TRACEY TOWERS
TRACEY TOWERS
Date: 1972
Architect: Paul Rudolph
Address: 40 W Mosholu Pkwy S, Bronx
Use: Residential
Among the tallest buildings in the Bronx, at 38 and 41 stories, Paul Rudolph’s Tracey Towers dominate the Bronx skyline – two concrete towers, comprised of nine narrow windowless cylindrical columns, rising straight up without setbacks. From a distance, the two towers appear impossibly complex and futuristic. But on closer inspection, the buildings are fairly ordinary, maybe not that surprising, considering how banal many of Rudolph’s housing towers turn out to be once you get past the jubilant volumetric expression of their massing.
Like its Bronx neighbor to the south, Morrisania Air Rights, Tracey Towers was created using air rights above an MTA train yard and maintenance shop, platforming over the site. The two towers are positioned at different elevations on the site due to the parking garage, maintenance shop and tracks below. The parking garage occupies a large portion of the building's base, creating a large concrete barrier, one story tall, that wraps around the entire complex, isolating the towers from the surrounding streetscape. Multiple curving car ramps – resembling those in Rudolph's government center in Boston – twist out of the towers, intersecting the sidewalks as they approach the street.
Tracey Towers was created through the Mitchell-Lama middle-income housing program, totaling 871 one, two, and three-bedroom affordable apartments. When it opened, Tracey Towers was the tallest in the Bronx – before Harlem River Park Towers claimed the title three years later –and are still the second-largest housing complex in the borough next to Co-Op City.
The towers were designed by famed architect and concrete pioneer Paul Rudolph, who had returned to private practice following six years as the chair of the Yale School of Architecture, where he designed the school’s Art & Architecture Building.
Over forty years later, Rudolph’s Towers harness a futuristic approach, setting them apart from the surrounding red brick tower in the park slabs that accounted for so many postwar housing developments in New York City. Close up, the towers take on a new texture; that of Rudolph’s signature corduroy concrete, also used in Rudolph’s Endo Pharmaceuticals Lab in Garden City. The towers’ facade and surrounding walls are all clad in thousands of these precast concrete blocks, delineated by white concrete floor slabs, which gently flow around its curves and crevices. The extruded cylinders appear structural, but are in fact purely aesthetic. Unlike Lincoln Plaza Towers by Horace Ginsbern & Associates, which opened a year after Tracey Towers, or the Corinthian Apartments which opened in 1987, (both in Manhattan and market rate) Rudolph chose to keep the windows and balconies flat and rectangular, lining the building’s core between these curving cylinders and straight walls.
Some of the curves continue inside the building, creating a spectacular lobby with several levels connected by twisting ramps and stairwells. But while the number of entrances and pathways may be aesthetically pleasing, it has caused confusion among residents and visitors. As Fred Bernstein noted in his review, “it is impossible to know where to enter; ramps lead to more ramps, which lead to chain-link fences blocking access to the building’s labyrinthine public spaces. The lobby level is really half a dozen levels, interconnected in ways that even an architecture writer can’t suss out.” (Fred Bernstein, Oculus, 2005)
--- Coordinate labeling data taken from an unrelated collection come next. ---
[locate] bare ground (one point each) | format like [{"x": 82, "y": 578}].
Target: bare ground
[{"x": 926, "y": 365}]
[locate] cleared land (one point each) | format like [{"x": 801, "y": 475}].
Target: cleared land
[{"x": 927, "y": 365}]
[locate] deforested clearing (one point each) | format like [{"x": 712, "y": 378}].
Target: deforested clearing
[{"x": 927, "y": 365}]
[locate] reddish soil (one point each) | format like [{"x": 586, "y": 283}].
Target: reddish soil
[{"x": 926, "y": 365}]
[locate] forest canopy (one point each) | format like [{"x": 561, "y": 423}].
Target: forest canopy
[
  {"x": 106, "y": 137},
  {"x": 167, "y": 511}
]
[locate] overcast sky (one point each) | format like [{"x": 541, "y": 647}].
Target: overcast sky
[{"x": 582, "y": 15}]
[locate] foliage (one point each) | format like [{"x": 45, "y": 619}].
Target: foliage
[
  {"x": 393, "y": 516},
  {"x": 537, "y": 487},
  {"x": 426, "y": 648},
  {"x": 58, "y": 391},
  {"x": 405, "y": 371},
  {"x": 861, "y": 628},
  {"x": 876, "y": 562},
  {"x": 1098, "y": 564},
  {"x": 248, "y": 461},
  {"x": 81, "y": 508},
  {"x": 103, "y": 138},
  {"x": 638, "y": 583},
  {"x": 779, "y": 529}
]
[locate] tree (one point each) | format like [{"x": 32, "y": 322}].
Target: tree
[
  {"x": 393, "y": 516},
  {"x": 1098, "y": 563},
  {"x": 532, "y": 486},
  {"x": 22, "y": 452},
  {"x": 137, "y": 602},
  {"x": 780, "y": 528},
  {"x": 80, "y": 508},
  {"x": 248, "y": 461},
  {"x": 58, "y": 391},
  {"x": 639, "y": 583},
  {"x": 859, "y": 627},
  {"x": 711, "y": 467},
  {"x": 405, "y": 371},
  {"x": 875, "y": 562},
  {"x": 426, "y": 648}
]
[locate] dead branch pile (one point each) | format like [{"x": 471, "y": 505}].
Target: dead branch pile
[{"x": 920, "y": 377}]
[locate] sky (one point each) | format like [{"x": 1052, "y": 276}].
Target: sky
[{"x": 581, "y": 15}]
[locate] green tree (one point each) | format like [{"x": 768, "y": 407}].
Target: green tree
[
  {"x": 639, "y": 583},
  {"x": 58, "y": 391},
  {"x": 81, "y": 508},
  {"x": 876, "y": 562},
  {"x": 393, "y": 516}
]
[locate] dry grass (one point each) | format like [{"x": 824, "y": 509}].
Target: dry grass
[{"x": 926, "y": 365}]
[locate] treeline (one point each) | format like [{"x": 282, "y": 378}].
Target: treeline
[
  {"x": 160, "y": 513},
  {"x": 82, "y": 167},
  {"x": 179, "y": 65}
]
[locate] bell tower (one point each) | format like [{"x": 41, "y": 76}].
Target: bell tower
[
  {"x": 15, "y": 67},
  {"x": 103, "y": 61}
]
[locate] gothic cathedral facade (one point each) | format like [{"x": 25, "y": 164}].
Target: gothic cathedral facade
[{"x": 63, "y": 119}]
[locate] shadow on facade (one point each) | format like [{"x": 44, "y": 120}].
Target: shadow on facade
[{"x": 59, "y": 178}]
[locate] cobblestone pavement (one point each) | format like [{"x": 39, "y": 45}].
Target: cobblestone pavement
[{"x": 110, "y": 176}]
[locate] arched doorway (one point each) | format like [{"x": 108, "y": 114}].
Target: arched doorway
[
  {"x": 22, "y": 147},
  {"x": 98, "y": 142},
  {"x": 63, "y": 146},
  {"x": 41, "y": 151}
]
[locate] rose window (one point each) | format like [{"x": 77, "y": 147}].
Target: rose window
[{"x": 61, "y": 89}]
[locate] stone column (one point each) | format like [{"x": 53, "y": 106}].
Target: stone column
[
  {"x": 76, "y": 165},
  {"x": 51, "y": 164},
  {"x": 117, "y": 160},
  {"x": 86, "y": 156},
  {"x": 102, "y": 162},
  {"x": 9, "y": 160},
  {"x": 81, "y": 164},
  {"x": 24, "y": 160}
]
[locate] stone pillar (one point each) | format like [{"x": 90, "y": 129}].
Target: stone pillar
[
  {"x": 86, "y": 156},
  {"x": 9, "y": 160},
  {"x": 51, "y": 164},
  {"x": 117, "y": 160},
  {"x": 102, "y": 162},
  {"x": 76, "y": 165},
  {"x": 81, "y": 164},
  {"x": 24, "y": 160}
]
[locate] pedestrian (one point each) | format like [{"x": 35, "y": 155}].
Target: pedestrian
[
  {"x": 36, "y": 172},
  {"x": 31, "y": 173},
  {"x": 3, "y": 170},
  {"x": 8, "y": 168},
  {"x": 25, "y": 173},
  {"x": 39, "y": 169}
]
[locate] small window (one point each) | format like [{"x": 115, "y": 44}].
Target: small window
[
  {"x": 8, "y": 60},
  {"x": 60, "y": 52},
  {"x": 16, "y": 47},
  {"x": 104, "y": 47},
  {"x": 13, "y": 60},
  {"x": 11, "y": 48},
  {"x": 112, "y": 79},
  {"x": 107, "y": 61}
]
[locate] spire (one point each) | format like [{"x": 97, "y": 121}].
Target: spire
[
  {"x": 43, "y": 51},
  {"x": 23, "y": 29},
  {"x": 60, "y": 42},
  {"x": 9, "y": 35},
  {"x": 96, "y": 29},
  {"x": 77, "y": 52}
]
The 871 apartments in the towers have square floor plans, enlivened by the nine elliptical engaged columns that jut out from the sides of the building and rounded turret-like corners. These elements terminate at different heights to further cement the buildings’ mechanical, techno-futurist look. While the entry sequences and lobby levels maintain Rudolph’s trademark complexity, the residential levels themselves are quite traditional, with central elevator cores ringed by largely rectilinear apartments. They hardly register the buildings’ outward complexities by omitting the most interesting parts of the design – the curved elements – with interior right angles. While the buildings’ apartments may be lackluster, the towers themselves are still a great addition to the Bronx skyline and one of New York’s top examples of Rudolph’s signature brand of brutalism, corduroy and all.
Sources:
Rudolph, Paul; Moholy-Nagy, Sibyl. The Architecture of Paul Rudolph. New York: Praeger, 1970. p. 220.
Wilson, Michael. 3 Hungry Days For Deliveryman Stuck in Elevator. The New York Times, April 6, 2005
Bernstein, Fred. Paul Rudolph's Tracey Towers. Oculus (Journal of the New York AIA chapter), October 2005.